Should vertical tab character be included in ASCII whitespace?
What is the issue with the Infra Standard?
This definition of ASCII whitespace does not include U+000B VT: https://infra.spec.whatwg.org/#ascii-whitespace
I looked on wikipedia which links to what looks like the unicode standard which calls VT whitespace.
I noticed this while implementing https://github.com/whatwg/dom/pull/1079 because VT is also considered whitespace in an old helper method in chromium.
I think most parts of the web platform do not consider VT whitespace. I don't recall where this was discussed though; maybe @annevk does.
We should definitely document this either way, similar to how we document U+000C FF. (https://github.com/whatwg/infra/pull/649)
I'm curious which parts of Chromium consider VT whitespace and which parts do not. Do you know? Based on the code search, it looks like some parts of Chromium do consider it, including parts which per spec should not.
I wonder if we have web platform tests for this... eventually we should, for all the places "ASCII whitespace" is used on the platform. (I guess for FF as well.)
But, I also don't want to make anyone shave this yak in a way that blocks https://github.com/whatwg/dom/pull/1079 :)
I think most parts of the web platform do not consider VT whitespace.
Unless for some reason we’re explicitly not considering JavaScript implementations, it seems worth noting here that the “White Space Code Points” definition in the ES spec includes U+000B VT.
Based on the code search, it looks like some parts of Chromium do consider it, including parts which per spec should not.
I know that’s definitely the case for WebKit as well.
As far as the general pattern, I think that unless some feature has a spec which explicitly requires ASCII whitespace, the implementations use a looser definition of whitespace that includes VT.
But as far as the parts-which-per-spec-should-not cases, I’ve run across plenty of those in implementations. I think in some (or many) of those cases, it may be because there aren’t actually any WPT tests for checking it.
https://github.com/WebKit/WebKit/pull/24217 is one sorta related example. In that case, it’s new code. But the reason it hasn’t landed is because there are no existing WPT tests for it, and I never got around to making time to write the tests myself.

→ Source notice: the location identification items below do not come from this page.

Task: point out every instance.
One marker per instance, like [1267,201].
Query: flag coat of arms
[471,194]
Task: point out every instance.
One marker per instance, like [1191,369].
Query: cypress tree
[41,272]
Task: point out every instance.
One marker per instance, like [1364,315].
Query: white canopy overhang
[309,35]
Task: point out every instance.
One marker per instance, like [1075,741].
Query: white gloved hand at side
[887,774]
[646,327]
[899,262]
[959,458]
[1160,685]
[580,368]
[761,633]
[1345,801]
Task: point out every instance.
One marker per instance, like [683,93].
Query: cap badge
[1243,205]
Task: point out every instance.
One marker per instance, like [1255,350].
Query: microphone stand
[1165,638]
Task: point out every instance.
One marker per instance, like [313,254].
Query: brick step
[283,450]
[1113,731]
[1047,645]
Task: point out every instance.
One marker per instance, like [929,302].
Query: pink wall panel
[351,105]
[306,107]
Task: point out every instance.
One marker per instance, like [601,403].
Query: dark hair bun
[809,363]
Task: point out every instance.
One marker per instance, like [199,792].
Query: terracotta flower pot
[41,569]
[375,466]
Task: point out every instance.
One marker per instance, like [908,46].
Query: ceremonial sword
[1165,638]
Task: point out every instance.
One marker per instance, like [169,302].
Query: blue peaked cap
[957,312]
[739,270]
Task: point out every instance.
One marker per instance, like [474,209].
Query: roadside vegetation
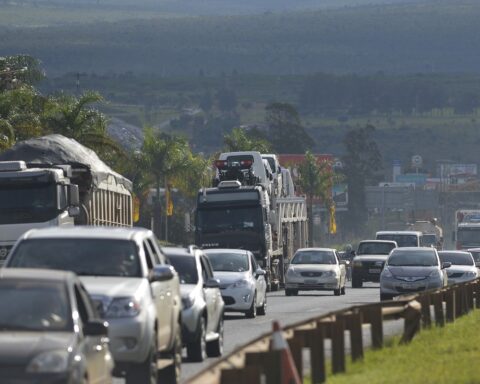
[437,355]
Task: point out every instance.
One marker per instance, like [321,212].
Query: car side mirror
[260,272]
[447,264]
[211,283]
[162,273]
[96,328]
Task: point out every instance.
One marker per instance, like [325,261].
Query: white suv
[128,279]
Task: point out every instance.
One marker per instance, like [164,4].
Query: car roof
[87,232]
[36,274]
[225,250]
[316,249]
[399,233]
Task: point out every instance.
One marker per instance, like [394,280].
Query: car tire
[197,351]
[215,347]
[384,297]
[252,312]
[171,374]
[357,282]
[262,310]
[147,371]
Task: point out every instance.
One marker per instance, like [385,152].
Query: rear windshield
[375,248]
[402,240]
[186,268]
[456,258]
[314,257]
[420,258]
[85,257]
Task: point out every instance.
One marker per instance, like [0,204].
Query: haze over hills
[433,37]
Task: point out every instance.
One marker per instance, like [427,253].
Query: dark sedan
[49,331]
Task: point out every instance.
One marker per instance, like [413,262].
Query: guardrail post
[373,316]
[425,301]
[250,374]
[412,316]
[438,309]
[270,364]
[450,301]
[354,325]
[296,345]
[338,344]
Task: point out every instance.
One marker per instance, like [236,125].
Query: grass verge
[438,355]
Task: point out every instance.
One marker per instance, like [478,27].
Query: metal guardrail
[255,363]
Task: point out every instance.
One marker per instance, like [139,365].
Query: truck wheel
[147,371]
[252,312]
[197,351]
[357,282]
[171,374]
[215,347]
[262,310]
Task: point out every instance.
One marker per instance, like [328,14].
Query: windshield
[186,268]
[420,258]
[228,262]
[402,240]
[85,257]
[34,306]
[375,248]
[314,257]
[27,203]
[468,235]
[231,218]
[456,258]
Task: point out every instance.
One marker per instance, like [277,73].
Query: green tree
[362,161]
[316,181]
[285,129]
[242,140]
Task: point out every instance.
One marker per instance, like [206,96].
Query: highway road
[288,310]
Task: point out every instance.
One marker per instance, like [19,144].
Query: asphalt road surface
[288,310]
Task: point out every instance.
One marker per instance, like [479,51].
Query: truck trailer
[55,181]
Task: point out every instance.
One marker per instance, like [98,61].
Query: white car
[242,281]
[315,269]
[463,266]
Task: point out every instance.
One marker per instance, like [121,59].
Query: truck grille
[311,274]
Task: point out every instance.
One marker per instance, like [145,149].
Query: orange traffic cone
[289,371]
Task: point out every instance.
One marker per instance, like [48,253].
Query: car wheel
[357,282]
[262,310]
[197,351]
[215,347]
[172,373]
[147,371]
[252,312]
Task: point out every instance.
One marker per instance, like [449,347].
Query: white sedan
[242,281]
[313,269]
[463,266]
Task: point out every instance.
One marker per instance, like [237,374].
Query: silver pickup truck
[134,289]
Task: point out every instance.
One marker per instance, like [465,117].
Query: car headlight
[386,273]
[188,301]
[240,284]
[330,274]
[123,307]
[357,263]
[55,361]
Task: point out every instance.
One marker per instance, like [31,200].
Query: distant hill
[406,38]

But I also vaguely recall that some (or many) parts of CSS code also use a broader definition of whitespace — rather than the CSS post-preprocessing whitespace thing (which is functionally equivalent to ASCII whitespace) thing that they should be using per-spec. But I could be misremembering.
I fixed a bunch of this in WebKit some years ago and added better helpers. There's still some things to be fixed, but I'm not in favor of changing this definition at this point. If anything it's already too wide.

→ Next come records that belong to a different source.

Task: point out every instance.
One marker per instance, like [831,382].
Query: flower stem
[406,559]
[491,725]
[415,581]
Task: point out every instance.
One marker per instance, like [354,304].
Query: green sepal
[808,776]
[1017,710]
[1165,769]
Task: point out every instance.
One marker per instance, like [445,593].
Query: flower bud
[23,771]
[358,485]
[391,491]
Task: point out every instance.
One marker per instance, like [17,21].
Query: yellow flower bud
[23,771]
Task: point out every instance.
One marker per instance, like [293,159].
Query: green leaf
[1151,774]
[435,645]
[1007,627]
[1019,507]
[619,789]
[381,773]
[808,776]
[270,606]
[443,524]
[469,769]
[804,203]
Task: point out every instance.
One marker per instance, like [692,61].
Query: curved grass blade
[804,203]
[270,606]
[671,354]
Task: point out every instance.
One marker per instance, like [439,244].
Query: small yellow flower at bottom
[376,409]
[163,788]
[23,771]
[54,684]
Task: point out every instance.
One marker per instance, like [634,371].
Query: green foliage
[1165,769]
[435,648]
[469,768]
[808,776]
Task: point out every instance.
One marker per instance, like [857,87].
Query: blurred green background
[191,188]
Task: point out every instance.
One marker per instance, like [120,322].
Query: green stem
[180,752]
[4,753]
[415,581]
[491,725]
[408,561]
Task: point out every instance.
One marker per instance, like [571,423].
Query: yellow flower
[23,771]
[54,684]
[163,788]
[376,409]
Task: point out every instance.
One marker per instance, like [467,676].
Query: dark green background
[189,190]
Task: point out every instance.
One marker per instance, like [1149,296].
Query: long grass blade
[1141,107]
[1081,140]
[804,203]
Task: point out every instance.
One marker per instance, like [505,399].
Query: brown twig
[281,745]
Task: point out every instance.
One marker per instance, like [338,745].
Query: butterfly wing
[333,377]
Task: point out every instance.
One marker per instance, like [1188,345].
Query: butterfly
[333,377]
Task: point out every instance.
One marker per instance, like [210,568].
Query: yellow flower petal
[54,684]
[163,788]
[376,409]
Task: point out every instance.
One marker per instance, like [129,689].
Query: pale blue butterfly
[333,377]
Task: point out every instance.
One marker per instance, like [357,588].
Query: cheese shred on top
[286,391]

JavaScript is not a good place to borrow from as for some inexplicable reason they use Unicode's definition of White Space, which changes over time. That's absolutely not what we'd want.
U+000B was removed from the list of "space characters" in HTML in https://github.com/whatwg/html/commit/63e2aeb0b399b4740460388264a1b523ac6ac752
I didn't find a relevant email or bug or IRC discussion from June 2008, though.

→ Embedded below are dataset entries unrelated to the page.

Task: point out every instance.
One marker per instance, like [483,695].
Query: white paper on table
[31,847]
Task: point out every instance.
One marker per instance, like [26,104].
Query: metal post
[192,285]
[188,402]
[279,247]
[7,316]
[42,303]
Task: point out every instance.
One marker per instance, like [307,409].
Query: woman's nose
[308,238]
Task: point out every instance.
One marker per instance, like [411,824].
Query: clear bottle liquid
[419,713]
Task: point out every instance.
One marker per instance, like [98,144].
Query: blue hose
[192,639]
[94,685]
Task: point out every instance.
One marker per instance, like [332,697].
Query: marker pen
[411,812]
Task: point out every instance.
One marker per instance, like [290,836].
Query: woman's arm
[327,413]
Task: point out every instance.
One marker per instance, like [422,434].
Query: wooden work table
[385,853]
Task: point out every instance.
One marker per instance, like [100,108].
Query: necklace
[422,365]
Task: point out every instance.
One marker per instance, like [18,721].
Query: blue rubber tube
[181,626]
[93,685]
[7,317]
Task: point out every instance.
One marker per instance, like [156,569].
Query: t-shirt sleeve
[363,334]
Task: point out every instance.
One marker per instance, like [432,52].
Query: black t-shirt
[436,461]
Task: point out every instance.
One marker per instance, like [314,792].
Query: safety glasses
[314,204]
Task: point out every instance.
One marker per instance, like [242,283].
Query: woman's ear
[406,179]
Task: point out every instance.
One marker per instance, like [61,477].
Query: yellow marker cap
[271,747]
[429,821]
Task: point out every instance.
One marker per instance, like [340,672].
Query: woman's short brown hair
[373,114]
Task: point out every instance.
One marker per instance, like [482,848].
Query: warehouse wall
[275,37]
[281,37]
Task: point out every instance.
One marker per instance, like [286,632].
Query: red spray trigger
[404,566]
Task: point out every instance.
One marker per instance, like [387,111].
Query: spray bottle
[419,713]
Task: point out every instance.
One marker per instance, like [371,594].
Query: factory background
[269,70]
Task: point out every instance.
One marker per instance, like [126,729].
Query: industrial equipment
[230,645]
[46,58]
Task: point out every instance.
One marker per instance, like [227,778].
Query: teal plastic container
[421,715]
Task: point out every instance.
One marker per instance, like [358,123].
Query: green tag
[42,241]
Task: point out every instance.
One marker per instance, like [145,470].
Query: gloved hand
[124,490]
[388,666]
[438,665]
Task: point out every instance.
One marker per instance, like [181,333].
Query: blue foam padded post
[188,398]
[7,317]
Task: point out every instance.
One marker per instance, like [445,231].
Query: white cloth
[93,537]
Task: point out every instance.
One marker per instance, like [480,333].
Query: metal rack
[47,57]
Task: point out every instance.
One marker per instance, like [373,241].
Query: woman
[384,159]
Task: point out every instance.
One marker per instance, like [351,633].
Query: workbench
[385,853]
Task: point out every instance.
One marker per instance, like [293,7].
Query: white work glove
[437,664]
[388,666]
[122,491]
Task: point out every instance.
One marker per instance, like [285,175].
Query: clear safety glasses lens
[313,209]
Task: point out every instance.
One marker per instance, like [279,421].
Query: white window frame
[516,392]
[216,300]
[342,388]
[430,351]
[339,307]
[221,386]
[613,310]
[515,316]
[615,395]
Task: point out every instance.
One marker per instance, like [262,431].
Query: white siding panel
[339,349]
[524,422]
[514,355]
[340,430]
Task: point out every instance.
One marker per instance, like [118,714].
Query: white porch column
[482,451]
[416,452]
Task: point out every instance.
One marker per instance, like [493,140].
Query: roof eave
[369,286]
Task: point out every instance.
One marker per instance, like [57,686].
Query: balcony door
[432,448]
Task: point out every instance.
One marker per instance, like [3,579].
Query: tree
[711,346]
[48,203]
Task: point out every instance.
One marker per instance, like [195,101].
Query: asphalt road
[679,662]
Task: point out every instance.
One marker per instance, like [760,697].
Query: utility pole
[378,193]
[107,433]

I suspect this can't be changed at least for the HTML parser without causing XSS issues.
https://software.hixie.ch/utilities/js/live-dom-viewer/saved/13786
The biggest things still outstanding from the WebKit audit I did are https://github.com/w3c/csswg-drafts/issues/8757 and improving CSP test coverage as Mike mentioned above. (WebKit still does CSP incorrectly, but it's an easy fix.)
Thanks! It sounds like VT should not be included in whitespace. I'll incorporate this into the WPTs and implementation I write for https://github.com/whatwg/dom/pull/1079
I added the tracker to make sure we capture decisions/information like this for posterity (rather than depending on memory). Note that this is covered by I18N's best practices doc here...
I18N discussed this in our 2025-05-22 call and I was actioned with adding our thoughts to this issue. Basically, we agree that, while VT is a "sort of whitespace" character, it would be disruptive and a Bad Idea to introduce it as such in HTML's syntax. We may proceed to add HTML to our table of whitespace flavors in our best practices document to help cement the idea that nothing is wrong here.
Sounds good, closing this as not planned accordingly.
Reopening since we should add a note to Infra similar to #649.